Venezuela e nenhuma regra. Dinheiro e fracasso.
Tanto o Reino Unido como a França estão tão exaustos economicamente que se ofereceram como voluntários ao FMI. O tom geral da nação é o de um grupo que perdeu o ímpeto para a revitalização. A militarização da Alemanha é semelhante à do Japão. Num estado de colapso económico, a guerra é um recurso comum.

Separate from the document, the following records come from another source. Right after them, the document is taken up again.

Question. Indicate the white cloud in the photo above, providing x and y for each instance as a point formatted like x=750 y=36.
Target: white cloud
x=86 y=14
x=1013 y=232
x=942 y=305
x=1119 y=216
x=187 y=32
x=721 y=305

Suponhamos, por enquanto, que a Venezuela ainda está no sistema antigo. Mesmo com a saída de Maduro, os números atuais mostram que mal conseguiram capturar um segundo inimigo, como a Ucrânia. Além disso, o seu objetivo é a colonização económica. O Ocidente sorri secretamente com a exploração total do petróleo, mas não é claro se isso irá realmente acontecer.
Há uma diferença a nível intelectual entre construir e destruir. Até um tolo pode destruir, mas construir exige um sentido de comunidade e a necessidade de manter um nível de vida mínimo.
Os EUA não têm comparação em termos de dinheiro ou perseverança. Até a sua própria indústria está sobrecarregada e afunda-se em dívidas. Em termos keynesianos, "não há necessidade de temer a dívida" é uma tolice, mas este é um conceito válido dentro de um único território, mesmo num cenário de hiperinflação, desde que haja circulação de mercadorias. Mas mesmo isso baseia-se numa comparação com outros países. Isto porque o comércio é uma métrica.
Ninguém compra produtos caros que sejam muito mais caros do que produtos baratos de outros países. Mas se pensarmos apenas dentro de um país, uma barra de chocolate de 100 ienes ou um pacote de pastilhas elásticas de 10 milhões de ienes parecem irrelevantes. Na realidade, isto não se aplica a áreas para além das fronteiras nacionais.
Não é essa a lacuna na economia americana? É um ciclo perpétuo de "está tudo bem substituir as regras estrangeiras por regras apropriadas internamente" e depois pensar: "está tudo bem como está".
Isto é como um formato de prova de história, em que escreve as suas próprias folhas de respostas e são corrigidas no seu próprio país. A própria ideia é destrutivamente fragmentada. Em vez de dizerem que há algo de errado com isto, parece que estão a usar equações não científicas que perderam completamente a sua validade.
A incoerência reside nesta diferença: a própria série não permite provar se converge ou diverge.
Por outras palavras, isto acontece porque a equação está a ser implementada sem provar o domínio indicado pela taxa de variação menos a derivada.
E a eficiência na operação corrente é a taxa de expansão do grupo de coeficientes que deveria existir antes disso — esta é a parte que é utilizada principalmente como resultado das estruturas de poder, mas isto acontece sempre antes de a série convergir ou expandir, e só então a parte dos coeficientes se torna consistente.
Se me é permitido dizer, legitimidade = possuir propriedades de série, e só depois de cumprido este pré-requisito é que se demonstra uma certa consistência quando uma formação baseada nela é posta em funcionamento.
Por outras palavras, certas regras multilaterais de consistência aproximam-se da definição de convergência, que é o reconhecimento de conceitos básicos que perpetuam a convergência = comunalidade.
As nações em declínio encontram-se numa situação em que essa classificação já não é possível. Embora todos conheçam as mudanças nestas coisas necessárias, historicamente, sabe-se que faltam palavras ou provas para as apontar de imediato. Numa perspetiva matemática, isto é misterioso, como se a imagem dos objetos matemáticos ainda não se tivesse enraizado na mente das pessoas.
Na minha experiência pessoal, isto parece representar a derivação de aproximações usando séries e a aproximação, ou inclusão, da integração parcial. O famoso triângulo de Pascal é uma notação semelhante, mas representa um mundo em que a certeza no conceito humano de objetos reais é uma consistência dentro dos humanos, e a compatibilidade só pode ser hipoteticamente ligada através da aproximação entre objetos. Isto é comprovado pelo facto de que não estão disponíveis equipamentos precisos a menos que se avance com Einstein e a física quântica. Os saltos quânticos foram utilizados para criar luz e em sistemas especiais como as barras.
É também claro que os que estão no poder são um grupo de cidadãos comuns, tal como eram há 1.000 ou 2.000 anos.